Africiné : Vous avez aussi dit en présentant votre film face au public du festival, qu'il était important pour vous d'être présent ici à Cozes. Pourquoi ?

Laurent Sénéchal : Pourquoi je suis si content d'être là et d'être reconnu comme un cinéaste africain ? Je tiens à assumer (c'est comme ça que je me positionne), le fait d'être Métis, d'être Franco-Burkinabé. Et je suis un cinéaste français. Je suis un cinéaste africain. Je laisse les gens qui veulent me classer, me mettre là où ils veulent, mais moi mon sentiment c'est que je suis constitué de ces deux cultures et je revendique ça : ma double culture. Il y a des endroits (comme tous les Métis) où je suis plus considéré comme un Noir dans certains milieux en France, je suis considéré comme un Blanc dès que je vais en Afrique.
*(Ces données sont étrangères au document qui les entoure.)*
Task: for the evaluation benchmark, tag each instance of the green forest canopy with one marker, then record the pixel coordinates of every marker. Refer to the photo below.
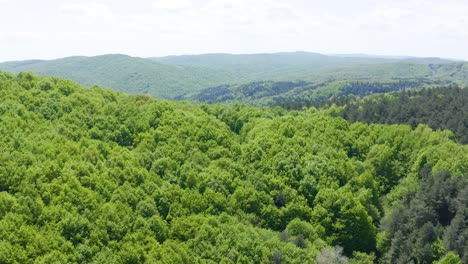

Être Métis c'est assumer ça, assumer le fait de devoir (au niveau de son identité) trouver sa place en société. Ce n'est pas pour rien si mon premier film (même si j'ai l'air si français) parle d'Africains en France, de Français d'Afrique. J'essaie d'aller autant que je le peux en Afrique, je suis constitué de cette double culture, je suis toujours très très attentif, même quand il s'agit d'autres peuples, d'autres cultures, par exemple les Asiatiques, à faire attention à ne pas juger les gens. Je suis aguerri au fait que le monde est constitué de diverses vérités comme disait Hampâté Bâ et que personne ne détient la vérité à lui seul. La vérité c'est quelque chose qui n'existe que quand on pense collectif. Et cette façon d'être, de voir est liée à mon histoire. Je veux être autant Africain que Français et je défie quiconque de me prouver que je ne suis pas Africain. Je tenais à avoir ma place à Cozes (si Cozes veut bien me recevoir), vu que c'est un festival destiné aux cinéastes africains. Et comme ça a été le cas, j'ai été invité, je suis très content d'être là, je suis très heureux.